Daisuke Kuroda
Daisuke Kuroda was born in Kyoto in 1982. Kuroda has been producing videos, sculptures, and installations that focus on physical conditions of topography and climate, and the human stories of history.
Since beginning his university days, he has been based in Hiroshima for his art activities. The main themes of his work were events in the Hiroshima and Setouchi Areas, but after the earthquake, he began to produce artworks based on harmonization and the relationship between “civilized matters” and “natural matters”. In recent years, he has conducted field work in Tsushima and South Korea and visited local art exhibitions and residencies, coming up with kinetic installation works that use images and electric appliances to show the relationship between geographical features and civilization. He has worked in a wide range of areas including researching Heihachi Hashimoto, a sculpture, leading “Team Yameyo” and operating the Hiroshima Art Center, in addition to his personal art activities.He is currently researching the history of modern sculpture in East Asia.
Statement
My work is about making visual the relationships between physical phenomena and history and language. My art-making changed significantly following the 2011 Great East Japan Earthquake and the Fukushima Daiichi nuclear disaster that followed it. Until the catastrophe, I had explored history and language via Marcel Duchamp’s notion of “infra-thin” (e.g., the warmth of a seat which has just been left) in modest, ephemeral objects and installations. After the earthquake, I turned to natural occurrences such as wind, whirlpools, and rain, along with mutable, dynamic systems like oceans and mountains. I began making works that echoed the kinetic transformations inherent in physical phenomena. When the rain falls the mountain crumbles, when the mountain crumbles houses are swept away, when houses are swept away the bodies of people within are torn apart in an instant.
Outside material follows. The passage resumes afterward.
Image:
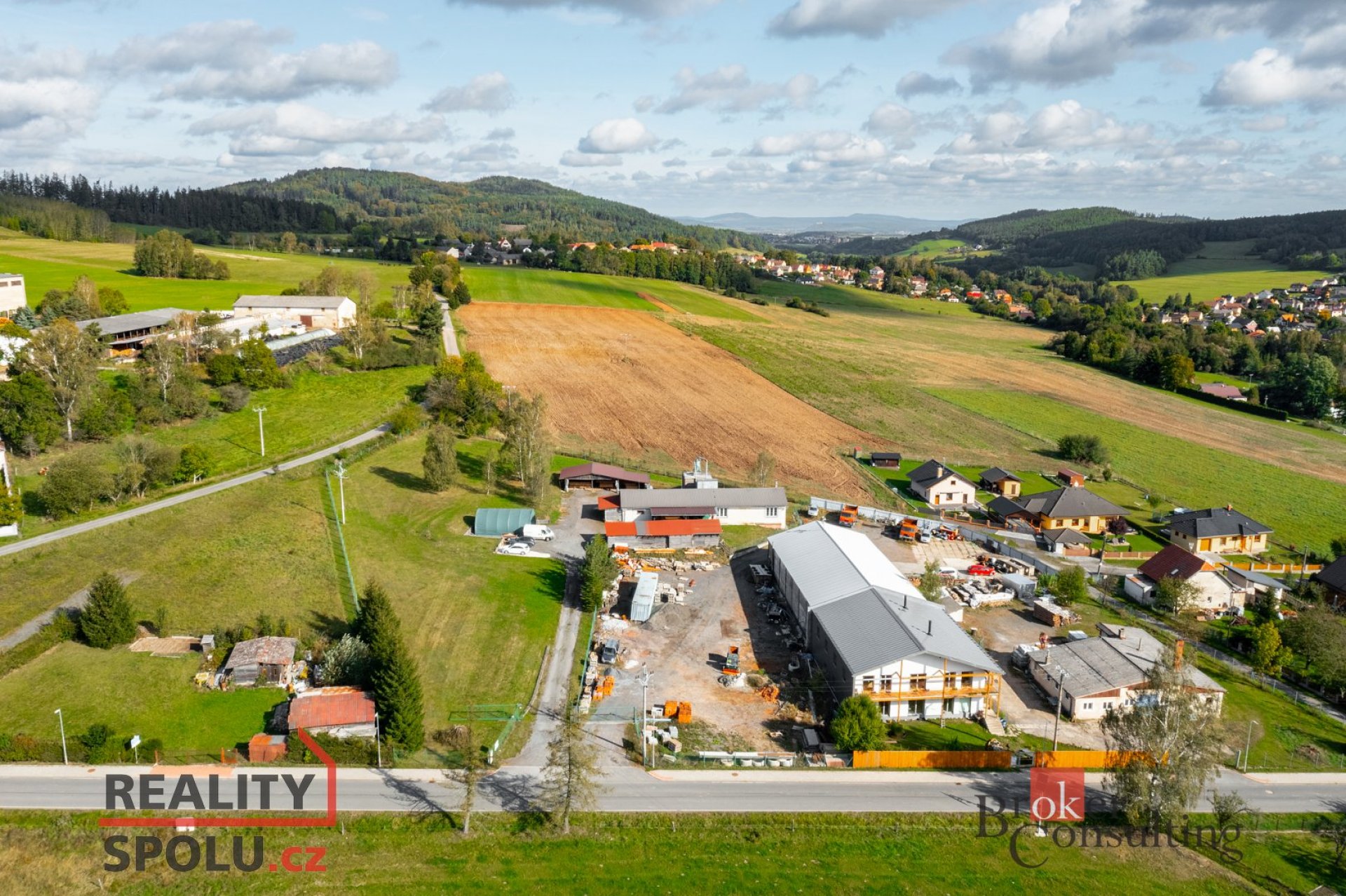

No matter how celebrated or clever you are, when a chunk of steel or stone flying as fast as a swallow strikes your head you’re dead. In this way, everyone’s life is profoundly ruled by physical phenomena. Our history and language can be seen as nothing more than the convenient tales we tell in the face of the manifold workings of the physical world. If the tsunami has led me to despair, it has also fostered the ideas mentioned above. I have come to see history and language and physical phenomena not as opposing themes, but differing perceptions of the same event. I am interested in how the relationships between these perceptions form and transform, and how we humans fit into the equation.
Contact Method
「不在の彫刻史」The Hidden History of Sculpture
My plan is to research and create a work based on the Taiwanese international exchange students (and their students and student's students) who studied under Tatehata Taimu at the Tokyo Fine Arts School during the 1930s. This time saw a great influx of foreign students, and young people from many countries came to train to become sculptors. After their studies with Tatehata, many students returned to their homelands to become high school and university teachers and artists who would go on to influence the next generation. In this project, I would like to explore the transnational character behind the growth of modern sculpture throughout East Asia and make video-interviews and sculptures to document what I discover. In Taiwan, I plan to focus my research on “黄土水、陳在癸、黄清呈、范徳煥、張昆鱗” and the people they influenced.